Nord-Kivu : Nouvelles attaques à Katsiru et Kivuye, plusieurs morts et blessés signalés
De violents affrontements ont éclaté dans la nuit du mardi 5 au mercredi 6 novembre 2025 dans les territoires de Rutshuru et de Masisi, au Nord-Kivu. Des échanges de tirs ont opposé des miliciens Nyatura Wazalendu à des éléments du mouvement M23 soutenus par l’armée rwandaise (RDF), selon Kinshasa, ce qui a causé plusieurs morts et blessés parmi la population civile.
Selon des sources locales, la première attaque a eu lieu le 5 novembre vers 23 heures à Katsiru, une localité située à environ neuf kilomètres de Mweso-centre, dans le groupement Bukombo, chefferie de Bwito, territoire de Rutshuru. « Les miliciens Nyatura Wazalendu CMC/FDP ont mené une incursion contre des positions tenues par les RDF/M23 », explique un habitant joint par téléphone. Le bilan provisoire fait état de cinq morts, dont une femme, et de cinq blessés graves, parmi lesquels deux enfants. « Les blessés ont d’abord été admis à la structure sanitaire de Katsiru avant d’être transférés vers l’hôpital de Mweso », a précisé un agent de santé sous anonymat.

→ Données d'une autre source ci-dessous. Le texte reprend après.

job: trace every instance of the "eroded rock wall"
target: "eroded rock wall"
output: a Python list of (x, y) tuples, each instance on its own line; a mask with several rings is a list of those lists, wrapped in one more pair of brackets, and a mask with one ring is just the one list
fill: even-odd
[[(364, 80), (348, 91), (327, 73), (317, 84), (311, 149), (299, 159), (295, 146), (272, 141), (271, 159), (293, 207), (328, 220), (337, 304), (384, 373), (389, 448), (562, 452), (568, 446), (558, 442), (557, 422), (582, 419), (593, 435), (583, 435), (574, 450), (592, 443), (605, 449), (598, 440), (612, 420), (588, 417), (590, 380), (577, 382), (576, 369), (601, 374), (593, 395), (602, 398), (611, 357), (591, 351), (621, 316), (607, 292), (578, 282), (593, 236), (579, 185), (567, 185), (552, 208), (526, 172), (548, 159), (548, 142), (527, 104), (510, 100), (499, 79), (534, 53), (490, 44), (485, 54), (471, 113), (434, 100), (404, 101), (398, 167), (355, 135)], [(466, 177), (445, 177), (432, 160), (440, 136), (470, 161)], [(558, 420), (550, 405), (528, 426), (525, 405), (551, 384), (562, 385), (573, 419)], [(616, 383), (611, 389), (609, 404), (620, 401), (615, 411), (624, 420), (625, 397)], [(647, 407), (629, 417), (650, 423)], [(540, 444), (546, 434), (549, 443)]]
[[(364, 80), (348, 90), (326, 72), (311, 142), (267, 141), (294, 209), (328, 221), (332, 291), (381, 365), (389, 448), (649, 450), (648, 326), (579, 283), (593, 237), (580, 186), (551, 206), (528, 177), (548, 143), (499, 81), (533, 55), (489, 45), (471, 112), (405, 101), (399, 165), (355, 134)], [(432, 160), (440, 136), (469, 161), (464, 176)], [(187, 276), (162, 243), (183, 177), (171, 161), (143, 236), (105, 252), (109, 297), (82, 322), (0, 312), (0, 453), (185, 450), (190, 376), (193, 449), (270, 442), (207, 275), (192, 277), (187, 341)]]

Quelques heures plus tard, vers 5 h du matin, une nouvelle attaque s’est produite à Kivuye, dans le village de Nyange-Bibwe, groupement Bashali-Mukoto, territoire de Masisi. Des affrontements y ont opposé les Nyatura Wazalendu/ACNDH aux combattants RDF/M23. « Les miliciens Wazalendu ont réussi à repousser les M23 après plusieurs heures d’échanges d’armes lourdes et légères », a déclaré un membre de la société civile locale. Le bilan provisoire fait état de cinq morts, trois hommes et deux femmes, et de huit blessés, dont un enfant de huit ans, évacués vers l’Hôpital général de référence de Mweso et vers le centre de santé de Bweru.
A Kivuye toujours, le corps sans vie d’un homme âgé de 31 ans a été retrouvé dans les décombres, tandis que cinq autres blessés ont été identifiés. « La situation reste tendue et la triangulation se poursuit pour confirmer les pertes totales », indique une source sécuritaire présente sur place.
Ces nouvelles attaques surviennent dans un contexte sécuritaire déjà très dégradé dans le Nord-Kivu, où les combats entre les forces congolaises, les groupes d’autodéfense et les rebelles du M23 continuent de provoquer des déplacements massifs de civils.